The Silver Mist Fallshas so much to offer to its readers – it is filled with almost everything that is important and terrifying in today’s world: Violence as its most banal emanation, the digital world in which we look for everything we cannot have in the real one, enjoyment in terror and horror, which are enabled through social networking and new media. Our scopophilia has peaked. However, the novel ends on a positive note, with a kind of dedication to the famous monologue of Molly Bloom from Ulysses. The world will endure, we cannot destroy it fully and someone will get out of this ill communication as a better person, as a lucky loser. In this sense, we could even talk about The Silver Mist Fallsas the most optimistic of all of Srdić’s novels.
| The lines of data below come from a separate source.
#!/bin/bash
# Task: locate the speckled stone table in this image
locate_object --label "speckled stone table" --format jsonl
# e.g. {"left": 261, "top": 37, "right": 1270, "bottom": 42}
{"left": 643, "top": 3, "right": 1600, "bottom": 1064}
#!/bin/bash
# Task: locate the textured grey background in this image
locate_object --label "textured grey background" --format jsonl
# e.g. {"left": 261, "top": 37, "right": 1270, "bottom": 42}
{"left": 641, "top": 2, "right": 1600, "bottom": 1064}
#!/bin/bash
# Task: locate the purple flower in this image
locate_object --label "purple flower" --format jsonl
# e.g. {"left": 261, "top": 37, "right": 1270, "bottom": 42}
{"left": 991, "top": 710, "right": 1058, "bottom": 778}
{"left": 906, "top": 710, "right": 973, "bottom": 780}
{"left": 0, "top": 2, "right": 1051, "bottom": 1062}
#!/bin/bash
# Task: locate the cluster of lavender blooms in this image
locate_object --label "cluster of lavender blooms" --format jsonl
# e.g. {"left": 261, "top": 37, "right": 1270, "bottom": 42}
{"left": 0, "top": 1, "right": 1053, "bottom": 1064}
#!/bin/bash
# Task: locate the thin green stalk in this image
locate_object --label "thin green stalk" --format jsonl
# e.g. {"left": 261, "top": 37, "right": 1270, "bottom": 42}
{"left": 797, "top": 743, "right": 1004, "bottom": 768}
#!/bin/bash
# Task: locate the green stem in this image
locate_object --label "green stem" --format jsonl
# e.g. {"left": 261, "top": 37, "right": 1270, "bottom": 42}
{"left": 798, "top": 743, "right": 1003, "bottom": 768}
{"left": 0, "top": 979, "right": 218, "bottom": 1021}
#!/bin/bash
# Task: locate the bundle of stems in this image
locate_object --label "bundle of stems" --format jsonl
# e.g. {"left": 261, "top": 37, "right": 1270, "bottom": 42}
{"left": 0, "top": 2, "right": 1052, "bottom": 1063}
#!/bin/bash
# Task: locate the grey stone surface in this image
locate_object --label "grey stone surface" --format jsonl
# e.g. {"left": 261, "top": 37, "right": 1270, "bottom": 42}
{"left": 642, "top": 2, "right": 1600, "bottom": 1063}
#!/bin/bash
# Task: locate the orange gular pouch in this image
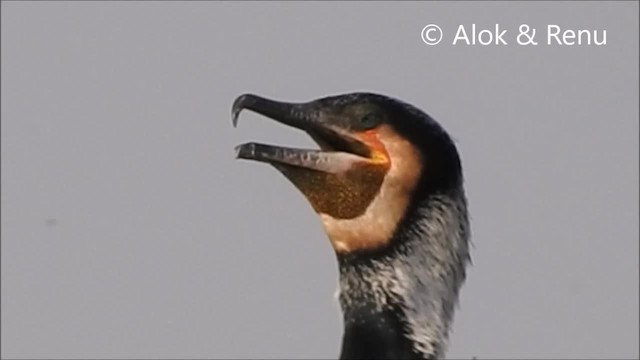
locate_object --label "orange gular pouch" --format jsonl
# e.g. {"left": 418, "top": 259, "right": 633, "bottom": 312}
{"left": 272, "top": 162, "right": 388, "bottom": 220}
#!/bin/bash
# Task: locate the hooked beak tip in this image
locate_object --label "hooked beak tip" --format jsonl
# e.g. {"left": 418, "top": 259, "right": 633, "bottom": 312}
{"left": 231, "top": 110, "right": 240, "bottom": 128}
{"left": 231, "top": 94, "right": 257, "bottom": 128}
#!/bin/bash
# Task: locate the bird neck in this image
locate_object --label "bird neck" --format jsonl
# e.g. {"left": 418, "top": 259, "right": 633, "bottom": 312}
{"left": 339, "top": 298, "right": 425, "bottom": 359}
{"left": 336, "top": 192, "right": 470, "bottom": 360}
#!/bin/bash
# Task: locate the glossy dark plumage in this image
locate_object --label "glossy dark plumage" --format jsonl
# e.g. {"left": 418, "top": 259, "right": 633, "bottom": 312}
{"left": 233, "top": 92, "right": 470, "bottom": 359}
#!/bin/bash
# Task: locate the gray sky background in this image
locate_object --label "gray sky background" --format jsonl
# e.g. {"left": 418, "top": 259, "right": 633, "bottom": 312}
{"left": 1, "top": 2, "right": 638, "bottom": 359}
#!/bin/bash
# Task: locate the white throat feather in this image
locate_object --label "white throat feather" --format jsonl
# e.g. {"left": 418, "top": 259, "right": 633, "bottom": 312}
{"left": 336, "top": 191, "right": 470, "bottom": 359}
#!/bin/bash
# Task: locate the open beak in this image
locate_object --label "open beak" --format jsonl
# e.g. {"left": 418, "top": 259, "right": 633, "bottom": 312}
{"left": 232, "top": 94, "right": 372, "bottom": 174}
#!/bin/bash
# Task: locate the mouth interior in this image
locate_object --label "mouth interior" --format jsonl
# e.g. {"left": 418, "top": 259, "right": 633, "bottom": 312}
{"left": 235, "top": 109, "right": 377, "bottom": 172}
{"left": 307, "top": 128, "right": 371, "bottom": 158}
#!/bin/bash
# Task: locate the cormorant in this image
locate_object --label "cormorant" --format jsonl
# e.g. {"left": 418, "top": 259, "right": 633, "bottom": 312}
{"left": 232, "top": 93, "right": 470, "bottom": 360}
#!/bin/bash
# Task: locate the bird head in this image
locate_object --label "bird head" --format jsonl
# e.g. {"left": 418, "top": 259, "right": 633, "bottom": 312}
{"left": 233, "top": 93, "right": 463, "bottom": 256}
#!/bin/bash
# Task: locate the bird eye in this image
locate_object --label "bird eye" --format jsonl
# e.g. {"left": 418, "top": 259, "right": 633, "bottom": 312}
{"left": 360, "top": 113, "right": 381, "bottom": 129}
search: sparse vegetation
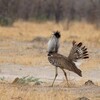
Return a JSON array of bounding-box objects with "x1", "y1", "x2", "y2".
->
[
  {"x1": 0, "y1": 82, "x2": 99, "y2": 100},
  {"x1": 12, "y1": 76, "x2": 43, "y2": 85}
]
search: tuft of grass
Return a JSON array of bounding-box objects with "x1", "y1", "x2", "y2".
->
[
  {"x1": 12, "y1": 76, "x2": 43, "y2": 85},
  {"x1": 0, "y1": 76, "x2": 5, "y2": 81},
  {"x1": 0, "y1": 76, "x2": 7, "y2": 83}
]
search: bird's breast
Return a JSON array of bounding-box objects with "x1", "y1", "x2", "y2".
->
[{"x1": 48, "y1": 56, "x2": 62, "y2": 67}]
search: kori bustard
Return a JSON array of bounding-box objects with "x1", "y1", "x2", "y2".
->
[{"x1": 47, "y1": 31, "x2": 89, "y2": 86}]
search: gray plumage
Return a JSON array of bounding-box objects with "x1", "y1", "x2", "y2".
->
[{"x1": 47, "y1": 31, "x2": 60, "y2": 54}]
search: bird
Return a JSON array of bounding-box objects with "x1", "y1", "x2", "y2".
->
[
  {"x1": 47, "y1": 31, "x2": 61, "y2": 56},
  {"x1": 48, "y1": 35, "x2": 89, "y2": 86}
]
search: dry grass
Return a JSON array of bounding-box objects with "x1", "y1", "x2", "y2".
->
[
  {"x1": 0, "y1": 84, "x2": 74, "y2": 100},
  {"x1": 0, "y1": 21, "x2": 100, "y2": 42},
  {"x1": 0, "y1": 83, "x2": 99, "y2": 100}
]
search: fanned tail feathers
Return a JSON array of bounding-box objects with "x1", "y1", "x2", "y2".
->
[{"x1": 68, "y1": 41, "x2": 89, "y2": 62}]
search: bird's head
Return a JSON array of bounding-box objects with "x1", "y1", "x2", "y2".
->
[{"x1": 53, "y1": 31, "x2": 61, "y2": 38}]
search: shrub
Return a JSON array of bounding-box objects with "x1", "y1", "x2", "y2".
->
[{"x1": 0, "y1": 16, "x2": 14, "y2": 26}]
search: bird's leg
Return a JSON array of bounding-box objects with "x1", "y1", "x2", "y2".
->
[
  {"x1": 62, "y1": 69, "x2": 69, "y2": 87},
  {"x1": 51, "y1": 67, "x2": 58, "y2": 87}
]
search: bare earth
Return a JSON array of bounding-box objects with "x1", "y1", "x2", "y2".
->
[{"x1": 0, "y1": 21, "x2": 100, "y2": 100}]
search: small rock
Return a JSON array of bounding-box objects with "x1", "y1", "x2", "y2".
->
[
  {"x1": 12, "y1": 77, "x2": 19, "y2": 84},
  {"x1": 84, "y1": 80, "x2": 95, "y2": 86}
]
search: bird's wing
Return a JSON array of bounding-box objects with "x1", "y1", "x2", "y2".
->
[
  {"x1": 48, "y1": 53, "x2": 82, "y2": 76},
  {"x1": 48, "y1": 54, "x2": 65, "y2": 66}
]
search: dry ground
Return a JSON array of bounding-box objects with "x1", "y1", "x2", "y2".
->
[
  {"x1": 0, "y1": 21, "x2": 100, "y2": 100},
  {"x1": 0, "y1": 83, "x2": 100, "y2": 100}
]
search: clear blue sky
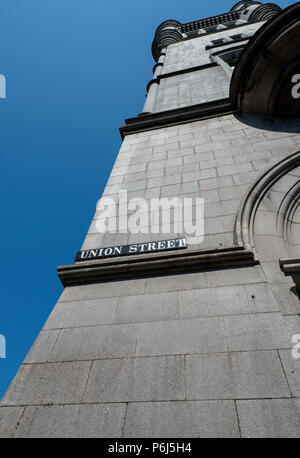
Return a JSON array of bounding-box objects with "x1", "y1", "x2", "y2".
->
[{"x1": 0, "y1": 0, "x2": 293, "y2": 398}]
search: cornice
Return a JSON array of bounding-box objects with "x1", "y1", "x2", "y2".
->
[
  {"x1": 145, "y1": 62, "x2": 218, "y2": 94},
  {"x1": 158, "y1": 62, "x2": 218, "y2": 80},
  {"x1": 57, "y1": 246, "x2": 258, "y2": 287},
  {"x1": 119, "y1": 98, "x2": 235, "y2": 138},
  {"x1": 179, "y1": 11, "x2": 240, "y2": 34}
]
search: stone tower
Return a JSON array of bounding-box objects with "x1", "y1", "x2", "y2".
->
[{"x1": 1, "y1": 1, "x2": 300, "y2": 438}]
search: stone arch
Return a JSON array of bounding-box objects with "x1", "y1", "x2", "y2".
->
[
  {"x1": 234, "y1": 150, "x2": 300, "y2": 306},
  {"x1": 230, "y1": 2, "x2": 300, "y2": 117},
  {"x1": 234, "y1": 150, "x2": 300, "y2": 253}
]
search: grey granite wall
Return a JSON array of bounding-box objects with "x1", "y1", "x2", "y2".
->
[
  {"x1": 1, "y1": 264, "x2": 300, "y2": 437},
  {"x1": 154, "y1": 67, "x2": 230, "y2": 112},
  {"x1": 161, "y1": 23, "x2": 263, "y2": 73},
  {"x1": 84, "y1": 115, "x2": 300, "y2": 253},
  {"x1": 152, "y1": 22, "x2": 263, "y2": 113}
]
Srđan Srdić is the most important author in post-Yugoslav literature. He is someone who shifts it from its inherent provinciality, whereby it was judged not only because it does not belong to the Grand Cannon, but also because it is self-absorbed. The opportunity for the reader to read Srdić’s stories in English is very important, not only for the author, but also for spreading the word that, in this part of the world, there are authors who are definitely worth reading.

Author

Vladimir Arsenić

graduated in comparative literature from the Tel Aviv University (master degree). He is a regular critic of the internet portal e-novine.com and booksa.hr. He published texts for the Think Tank, Beton, Quorum, pescanik.net, proletter.org. He was a mentor on the project Criticize this! with Srdjan Srdić, he teaches creative writing in Hila workshop. He is a regular contributor to literary festival Cum grano salis in Tuzla, BiH. His texts are translated into Albanian and Slovenian. He translates from English and Hebrew. With friends, he edits a literary magazine Ulaznica that is published in Zrenjanin. He supports Tottenham Hotspur FC.